John Key is promising senior business leaders that 2010 will be a "game-changer".
But with his pledge comes a warning. Don't expect my Government to implement policies that will simply result in a Labour Government at the next election."I don't think we'll be helping business if we do that" is the Key mantra.
Behind the scenes, the Prime Minister stresses that 2010 will be a very important year for his Government. He plans to stake out an economic plan that people "can understand and buy into".
In 2010, Key will be focused on "growing the revenue line".
So far, the PM has put out little detail in public on this score.
His contention is that New Zealand needs to "move up the value curve"; have a tax system that encourages savings and investment; focus its international business ambitions in the Asia Pacific region; produce more high-quality products; and maximise the New Zealand brand.
In Key's prescription, the Government's role is about changing the balance and allocation of the country's resources. This is code for re-balancing the economy so that there is more incentive for individual Kiwis (and businesses) to stay and invest.

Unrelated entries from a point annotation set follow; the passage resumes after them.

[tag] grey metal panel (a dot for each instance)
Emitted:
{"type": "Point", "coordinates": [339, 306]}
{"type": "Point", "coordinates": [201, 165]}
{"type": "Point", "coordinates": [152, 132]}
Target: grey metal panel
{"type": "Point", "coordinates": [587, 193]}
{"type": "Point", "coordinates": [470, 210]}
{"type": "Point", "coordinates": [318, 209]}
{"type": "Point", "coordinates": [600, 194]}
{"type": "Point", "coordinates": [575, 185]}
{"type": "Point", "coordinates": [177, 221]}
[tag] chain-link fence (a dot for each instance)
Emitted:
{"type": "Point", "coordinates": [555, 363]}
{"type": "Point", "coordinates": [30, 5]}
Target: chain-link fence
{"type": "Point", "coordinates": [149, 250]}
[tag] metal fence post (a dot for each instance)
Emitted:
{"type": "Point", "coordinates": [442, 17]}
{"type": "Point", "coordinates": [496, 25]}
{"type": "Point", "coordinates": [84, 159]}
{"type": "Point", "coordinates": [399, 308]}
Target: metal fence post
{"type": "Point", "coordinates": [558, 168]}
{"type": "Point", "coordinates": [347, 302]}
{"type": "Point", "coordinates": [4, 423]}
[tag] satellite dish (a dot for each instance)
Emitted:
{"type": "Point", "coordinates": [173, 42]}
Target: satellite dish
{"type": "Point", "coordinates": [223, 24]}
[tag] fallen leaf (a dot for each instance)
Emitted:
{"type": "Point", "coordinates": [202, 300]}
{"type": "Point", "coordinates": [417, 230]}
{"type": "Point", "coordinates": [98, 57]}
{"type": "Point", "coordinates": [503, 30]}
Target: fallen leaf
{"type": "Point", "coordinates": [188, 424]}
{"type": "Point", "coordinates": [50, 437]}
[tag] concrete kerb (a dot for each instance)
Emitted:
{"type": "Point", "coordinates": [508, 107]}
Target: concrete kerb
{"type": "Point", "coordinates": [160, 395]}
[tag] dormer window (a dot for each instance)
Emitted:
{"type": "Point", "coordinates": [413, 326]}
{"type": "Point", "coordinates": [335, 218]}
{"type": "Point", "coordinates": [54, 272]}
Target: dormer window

Among the paradigm shifts Key wants to effect are getting business switched on to investing in research and development and getting business to learn to accept a higher dollar.

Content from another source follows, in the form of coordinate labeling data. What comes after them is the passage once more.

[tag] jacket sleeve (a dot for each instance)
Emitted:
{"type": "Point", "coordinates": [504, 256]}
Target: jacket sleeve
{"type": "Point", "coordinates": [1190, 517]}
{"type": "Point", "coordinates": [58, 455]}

Potential game changes include more focus on food production, utilising New Zealand's water resources more effectively, and scaling up petroleum production.

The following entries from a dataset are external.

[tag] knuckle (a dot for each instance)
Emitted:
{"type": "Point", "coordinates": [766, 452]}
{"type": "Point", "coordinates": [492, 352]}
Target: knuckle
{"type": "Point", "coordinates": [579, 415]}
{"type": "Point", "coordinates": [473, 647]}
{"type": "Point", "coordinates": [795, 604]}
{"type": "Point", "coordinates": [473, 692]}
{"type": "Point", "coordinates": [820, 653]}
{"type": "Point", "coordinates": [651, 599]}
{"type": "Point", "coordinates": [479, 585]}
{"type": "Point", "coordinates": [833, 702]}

Two issues have clearly spooked the Prime Minister.
First, leading businesspeople have made it clear they are not impressed with the quick-fire manner in which Key publicly jettisoned the recommendations that Don Brash's team rolled out in the 2025 Taskforce's first report.
While the business sector doesn't adopt Brash's report holus bolus, many are not happy that the Government's standard response to many politically unpalatable options has been to close off debate rather than engage in the substantive recommendations, many of which simply mirror suggestions by reputable bodies like the OECD.
Second, the latest TV3 poll shows nearly 40 per cent of respondents believe Key is more about "style than substance" .
The upshot is this rating on the preferred Prime Minister stakes has dropped to under 50 per cent for the first time this year.
He has also suffered a 9.4 per cent loss on the approval ratings for how he is performing his role.
For a poll-driven Prime Minister like Key, the second factor will be of the highest importance as it confirms trends in the Government's own in-house polls. The upshot is Key has used his final business briefings for 2009 to reassure businesspeople that the Government is not opposed to all the Brash taskforce recommendations.
It doesn't want to "rip the guts" out of the Government's expenditure line. But if the Government holds new Budget spending to a constant $1.1 billion increase each year, over time this will have the effect of pulling Government spending back down towards 30 per cent of GDP and, in Key's words, "force change through the system".
Drawing a line under this year ought to be a relatively simple matter.
The Government has largely succeeded in maintaining a constant tone. Business confidence is steady. The "green shoots" are finally flowering.
Yesterday, Finance Minister Bill English underlined that despite some positives in the half-year economic and fiscal update, next year's Budget will still be a challenge.
Westpac's economists were more to the point, saying the Government was stuck between a rock and a hard place. While economic activity was improving, the legacy of the recession and past big spending meant choices were limited.
Of particular interest is Westpac's concern that the core Government expenses are forecast to rise by 19.1 per cent between June 2009 and June 2014. It notes that is despite the Government remaining committed to the $1.1 billion cap on new operational spending from June 2011, growing at 2 per cent a year thereafter.
While Westpac notes that the higher expenses largely reflect higher inflation-indexed benefit costs, it is clear that the Key Government will still be faced with major cost-cutting at the 2010 Budget if it is to return the budget deficit profile to manageable proportions.
Key may wish he had been less categorical on the Brash prescription when his Government has to get down to the wire and cut wasteful programmes.
On the revenue side, the corporate tax take will be sluggish. But Westpac notes that from 2011, the weaker corporate taxes should be offset by higher PAYE and GST.
Where does this leave Key?
Changing New Zealanders' expectations will be a challenge.
But the Government has learned from the Brash episode.
Rob Cameron's Capital Markets taskforce will get an easy trot today. Cameron has widely telegraphed the recommendations.
Commerce Minister Simon Power will be on song and on cue.